The investigation found that shoppers could be paying over the odds for the same products depending on the days they shop. It also identified the types of grocery products that fluctuate the most when it comes to price.
Products with the most fluctuating prices
Lavazza Qualita Rossa Ground Coffee (250g) at Ocado had the most dramatic price difference, as the investigation found shoppers could pay almost four times more for the same product on different days.
It was at its cheapest price of £1.30 for 63 days in 2020, however for more than a third of the year (130 days), it cost £5 – a 284% difference for the same product. Ocado said this price fluctuation was an error that has now been corrected.

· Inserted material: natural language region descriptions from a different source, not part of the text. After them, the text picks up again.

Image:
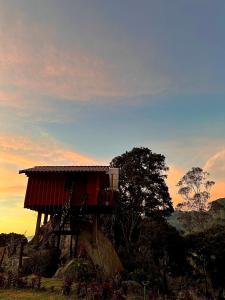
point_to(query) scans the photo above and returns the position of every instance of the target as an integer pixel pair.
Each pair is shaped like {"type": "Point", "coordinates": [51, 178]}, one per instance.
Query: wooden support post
{"type": "Point", "coordinates": [45, 219]}
{"type": "Point", "coordinates": [21, 256]}
{"type": "Point", "coordinates": [95, 230]}
{"type": "Point", "coordinates": [38, 223]}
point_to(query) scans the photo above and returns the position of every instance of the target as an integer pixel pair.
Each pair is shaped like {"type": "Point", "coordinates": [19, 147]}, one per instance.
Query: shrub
{"type": "Point", "coordinates": [66, 287]}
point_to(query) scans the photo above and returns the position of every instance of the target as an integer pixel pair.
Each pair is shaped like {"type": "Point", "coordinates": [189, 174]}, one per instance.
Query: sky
{"type": "Point", "coordinates": [82, 81]}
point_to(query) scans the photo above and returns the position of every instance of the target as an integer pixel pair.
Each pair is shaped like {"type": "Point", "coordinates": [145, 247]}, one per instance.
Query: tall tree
{"type": "Point", "coordinates": [142, 191]}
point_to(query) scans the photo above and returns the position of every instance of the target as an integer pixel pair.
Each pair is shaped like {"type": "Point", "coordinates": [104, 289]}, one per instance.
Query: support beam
{"type": "Point", "coordinates": [45, 219]}
{"type": "Point", "coordinates": [38, 222]}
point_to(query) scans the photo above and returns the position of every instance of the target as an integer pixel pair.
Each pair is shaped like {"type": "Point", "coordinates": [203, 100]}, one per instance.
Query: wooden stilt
{"type": "Point", "coordinates": [38, 223]}
{"type": "Point", "coordinates": [76, 242]}
{"type": "Point", "coordinates": [45, 219]}
{"type": "Point", "coordinates": [71, 246]}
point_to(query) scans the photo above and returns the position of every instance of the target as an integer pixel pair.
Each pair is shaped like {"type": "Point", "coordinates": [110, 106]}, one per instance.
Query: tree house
{"type": "Point", "coordinates": [69, 193]}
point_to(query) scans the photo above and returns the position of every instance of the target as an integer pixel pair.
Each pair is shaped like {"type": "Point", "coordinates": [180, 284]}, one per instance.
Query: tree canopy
{"type": "Point", "coordinates": [143, 193]}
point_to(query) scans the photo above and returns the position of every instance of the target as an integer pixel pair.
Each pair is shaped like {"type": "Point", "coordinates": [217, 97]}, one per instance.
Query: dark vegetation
{"type": "Point", "coordinates": [185, 261]}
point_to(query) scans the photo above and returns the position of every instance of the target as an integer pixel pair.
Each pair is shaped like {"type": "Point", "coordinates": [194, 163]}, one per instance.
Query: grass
{"type": "Point", "coordinates": [51, 291]}
{"type": "Point", "coordinates": [13, 294]}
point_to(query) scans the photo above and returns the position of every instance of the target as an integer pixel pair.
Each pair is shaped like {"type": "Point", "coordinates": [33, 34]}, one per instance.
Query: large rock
{"type": "Point", "coordinates": [98, 248]}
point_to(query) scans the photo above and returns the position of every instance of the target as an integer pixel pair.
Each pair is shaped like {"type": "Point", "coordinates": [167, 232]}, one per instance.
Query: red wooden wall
{"type": "Point", "coordinates": [50, 190]}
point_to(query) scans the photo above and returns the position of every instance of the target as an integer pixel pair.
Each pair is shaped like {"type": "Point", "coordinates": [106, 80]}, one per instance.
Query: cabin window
{"type": "Point", "coordinates": [68, 185]}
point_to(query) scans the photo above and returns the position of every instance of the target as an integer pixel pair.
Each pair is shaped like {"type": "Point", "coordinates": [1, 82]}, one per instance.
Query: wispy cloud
{"type": "Point", "coordinates": [18, 152]}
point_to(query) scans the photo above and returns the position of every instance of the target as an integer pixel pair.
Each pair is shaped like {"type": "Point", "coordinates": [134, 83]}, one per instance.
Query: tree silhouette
{"type": "Point", "coordinates": [194, 187]}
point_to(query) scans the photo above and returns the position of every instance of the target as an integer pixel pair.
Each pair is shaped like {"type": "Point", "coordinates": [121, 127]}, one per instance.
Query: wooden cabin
{"type": "Point", "coordinates": [49, 188]}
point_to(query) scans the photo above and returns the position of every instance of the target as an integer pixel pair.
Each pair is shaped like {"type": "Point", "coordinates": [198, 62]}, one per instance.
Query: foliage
{"type": "Point", "coordinates": [194, 187]}
{"type": "Point", "coordinates": [157, 253]}
{"type": "Point", "coordinates": [207, 256]}
{"type": "Point", "coordinates": [142, 192]}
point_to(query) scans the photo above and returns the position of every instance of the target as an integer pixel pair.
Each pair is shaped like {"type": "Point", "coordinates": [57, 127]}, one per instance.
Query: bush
{"type": "Point", "coordinates": [66, 287]}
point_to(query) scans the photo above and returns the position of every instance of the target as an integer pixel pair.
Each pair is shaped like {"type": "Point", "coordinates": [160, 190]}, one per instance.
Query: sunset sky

The price for Müller yogurts illustrated the so-called ‘high-low’ tactic used by many supermarkets – when prices are dramatically hiked and then slashed at regular intervals. For example, Müller Light Greek Luscious Lemon yogurts fluctuated substantially at Sainsbury’s during 2020, flipping between £1 and £2.75 – a 175% price difference – at roughly three-week intervals. The same product was also available for £1 or less in at least one of the major supermarkets for about 85% of the year.
Other products that saw significant price variations included Carte D’Or Vanilla Ice Cream and Lloyd Grossman Tomato and Basil Sauce at Asda – with prices fluctuating by 133% and 125% respectively.
At Morrisons, shoppers could pick up a bottle of Shloer’s Red Grape Juice Drink for just £1 on a good day, however it cost more than double (£2.25) on other days, a 125% increase.
The investigation also analysed pricing at a category level, looking at 19 areas from chocolates to cheese, and found the price for branded cakes and biscuits fluctuated by 48% on average – more than any other category.
In this category, Which? analysed the price of 14 products and found a 10-pack of Cadbury Chocolate Mini Rolls at Asda had the biggest price difference. It cost just £1.20 at its cheapest but was more than double the price at £2.60 on certain days.
Which is the cheapest supermarket?
Across all 19 categories analysed, Asda had the lowest average prices for branded groceries, making it the best option for shoppers who prefer branded items but do not want to pay over the odds.
Waitrose was the most expensive supermarket for branded items in eight categories including energy drinks, ice cream and tea, and Ocado for seven categories including juice drinks, coffee and cheddar.
While Aldi and Lidl were not featured in the investigation, as they stock fewer branded goods, both budget supermarkets have won legions of customers by focusing on consistently low prices rather than deals and discounts. In Which?’s monthly price analysis, the cheapest supermarket is invariably either Aldi or Lidl.
Ele Clark, Which? Retail editor, said: “Our research reveals just how wildly food and drink prices can fluctuate from day to day, meaning people are at risk of massively overpaying for branded groceries depending on when and where they shop.
“We would recommend keeping an eye on the prices of your favourite products and stocking up when they’re discounted to avoid paying over the odds.”